Cuando yo nací, la familia pensó que mis frágiles huesos en formación, necesitados durante años de botellas cada semana de 'Calcio 20', se merecían otro tratamiento, y haciendo un esfuerzo económico para la época, cambiaron el relleno de farfolla, por uno más adecuado, llamado de borra. Se trata de una materia mixta en composición y aspecto. Un compendio de lana de mala calidad, o con restos de otros materiales, que los más pudientes, ya utilizaban para hacer colchones. Con el nuevo relleno desaparecían los ruidos al moverte en la cama, pero también tenía su mantenimiento, consistente en que, como mínimo, una vez al año, había que llevar a cabo la tarea de renovar los colchones. La ardua tarea consistía en el vaciado del colchón, lavado, secado, vareado para esponjar la borra y vuelta a rellenar y coser. La cosa era trágica si se trataba de realizar en un tiempo que no fuera verano, porque la borra necesitaba de un gran espacio donde esparcirla, a la espera de que los rayos del sol la secaran, y eso a veces requería más de una jornada, puesto que húmeda era una temeridad meterla en el colchón y pespuntearlo.
Por las mañanas, al hacer la cama, había que tener buenos brazos para mullirlo, porque lógicamente, pesaba muchísimo más que la farfolla, aunque el descanso era mucho más reconfortante y reparador. Pasados los años, añadimos a la borra unas virutas de corcho - muy de moda entonces- que al parecer hacían mayor el descanso, aunque yo nunca noté la diferencia, ni nadie supo explicarme los beneficios de aquella acción.

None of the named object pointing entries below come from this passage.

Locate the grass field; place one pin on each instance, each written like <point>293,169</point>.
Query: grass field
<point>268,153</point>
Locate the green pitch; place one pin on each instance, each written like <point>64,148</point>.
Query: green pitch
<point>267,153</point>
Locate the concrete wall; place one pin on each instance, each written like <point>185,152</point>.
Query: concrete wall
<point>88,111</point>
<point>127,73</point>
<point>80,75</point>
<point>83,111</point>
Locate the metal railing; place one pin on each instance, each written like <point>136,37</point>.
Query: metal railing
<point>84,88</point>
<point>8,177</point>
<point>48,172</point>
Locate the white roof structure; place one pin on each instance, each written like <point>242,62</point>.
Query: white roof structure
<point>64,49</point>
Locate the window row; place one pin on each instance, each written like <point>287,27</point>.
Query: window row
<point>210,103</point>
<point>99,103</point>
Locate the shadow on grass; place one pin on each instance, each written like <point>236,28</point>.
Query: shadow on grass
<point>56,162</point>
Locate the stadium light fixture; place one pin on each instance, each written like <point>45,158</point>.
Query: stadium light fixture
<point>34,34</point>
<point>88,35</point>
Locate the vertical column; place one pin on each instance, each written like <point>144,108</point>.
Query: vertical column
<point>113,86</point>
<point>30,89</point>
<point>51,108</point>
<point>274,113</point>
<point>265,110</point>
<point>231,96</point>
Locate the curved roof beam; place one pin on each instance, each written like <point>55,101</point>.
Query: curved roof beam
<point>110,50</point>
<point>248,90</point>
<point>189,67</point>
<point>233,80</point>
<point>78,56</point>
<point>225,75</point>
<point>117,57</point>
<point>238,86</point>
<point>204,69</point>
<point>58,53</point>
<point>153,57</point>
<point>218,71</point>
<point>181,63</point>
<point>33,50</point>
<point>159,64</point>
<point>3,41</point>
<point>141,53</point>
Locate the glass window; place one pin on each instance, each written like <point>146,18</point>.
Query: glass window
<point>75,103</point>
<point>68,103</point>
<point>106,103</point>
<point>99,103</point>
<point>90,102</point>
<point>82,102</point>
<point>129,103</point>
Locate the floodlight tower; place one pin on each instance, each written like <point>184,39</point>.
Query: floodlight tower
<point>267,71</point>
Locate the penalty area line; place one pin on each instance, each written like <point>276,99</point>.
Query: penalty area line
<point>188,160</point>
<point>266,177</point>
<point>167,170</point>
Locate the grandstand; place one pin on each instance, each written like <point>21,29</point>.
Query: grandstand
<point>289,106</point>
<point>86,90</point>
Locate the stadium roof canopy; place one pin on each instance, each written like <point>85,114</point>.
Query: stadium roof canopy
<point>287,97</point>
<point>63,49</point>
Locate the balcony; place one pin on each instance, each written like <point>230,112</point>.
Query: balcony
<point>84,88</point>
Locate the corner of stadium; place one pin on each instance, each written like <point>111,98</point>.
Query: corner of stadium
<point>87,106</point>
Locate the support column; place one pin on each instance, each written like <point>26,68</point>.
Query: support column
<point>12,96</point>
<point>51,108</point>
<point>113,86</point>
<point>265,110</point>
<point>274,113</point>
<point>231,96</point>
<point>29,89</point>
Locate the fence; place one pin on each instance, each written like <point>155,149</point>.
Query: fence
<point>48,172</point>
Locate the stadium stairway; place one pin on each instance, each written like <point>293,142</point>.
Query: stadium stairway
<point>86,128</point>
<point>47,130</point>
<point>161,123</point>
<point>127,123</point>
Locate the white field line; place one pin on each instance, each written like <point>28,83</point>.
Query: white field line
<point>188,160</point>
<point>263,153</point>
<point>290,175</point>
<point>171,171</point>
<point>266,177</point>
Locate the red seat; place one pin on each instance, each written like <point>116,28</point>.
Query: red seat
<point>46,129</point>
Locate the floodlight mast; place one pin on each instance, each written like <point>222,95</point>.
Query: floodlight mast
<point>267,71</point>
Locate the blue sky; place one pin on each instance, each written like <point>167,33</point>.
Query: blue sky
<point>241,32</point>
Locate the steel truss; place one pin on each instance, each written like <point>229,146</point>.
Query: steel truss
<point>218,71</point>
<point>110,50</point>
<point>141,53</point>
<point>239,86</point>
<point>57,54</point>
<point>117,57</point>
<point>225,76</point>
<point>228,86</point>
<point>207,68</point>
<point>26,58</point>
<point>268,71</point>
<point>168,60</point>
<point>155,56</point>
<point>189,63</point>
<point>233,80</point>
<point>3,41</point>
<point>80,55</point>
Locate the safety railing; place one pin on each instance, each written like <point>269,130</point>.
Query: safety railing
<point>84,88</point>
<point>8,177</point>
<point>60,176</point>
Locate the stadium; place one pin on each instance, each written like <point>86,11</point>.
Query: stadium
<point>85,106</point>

El gremio de los colchoneros es muy anterior a la toma de Granada por los Reyes Católicos, y no tienen nada que ver con los aficionados del Atlético de Madrid. Existen datos fehacientes de que esta profesión que lleva siglos cuidando de nuestro descanso ya existía en 1452, pero nosotros no supimos que existían hasta que, en mi pubertad, se adoptó la decisión familiar de cambiar los colchones de borra por los tan comentados por las clases pudientes, de lana. Descubrimos entonces con gran esfuerzo económico que otra manera de descansar era posible, y que no tenía comparación con lo que hasta entonces habíamos padecido, sin saberlo, porque era lo normal en la vecindad. Consistió en olvidar la borra para siempre y rellenar los colchones con lana de oveja, pero lana de verdad. Y aquello fue alcanzar unas cotas de confort inimaginables hasta entonces en mi casa. Fue como ascender un peldaño en la escala social y, además, presumíamos de que nos visitara a domicilio el colchonero para el mantenimiento de tan imprescindible pieza para el descanso.
El caso es que verlo trabajar ya era un deleite y un descubrimiento. Aquel hombre, con una destreza y profesionalidad nunca vista por nosotros, ante los ojos sorprendidos de las vecinas, se aposentaba en el patio y allí comenzaba un ceremonial de ilustre recuerdo. Descosía la tela del colchón, sacaba la lana, que cardaba con los palos o varas para separarla, y una vez la tela del colchón estaba limpia, procedía al llenado. Con la serenidad de quién se siente seguro pero observado, cosía primero la boca de la tela y después, todo el perímetro del colchón, lo que es conocido como burlete, todo un trabajo completamente artesanal, a la vista de todos que, finalizada la faena, no dudaban en aplaudir con fuerza la destreza y eficaz tarea del colchonero.
Hoy ya no pregonan su oficio por el Albayzín.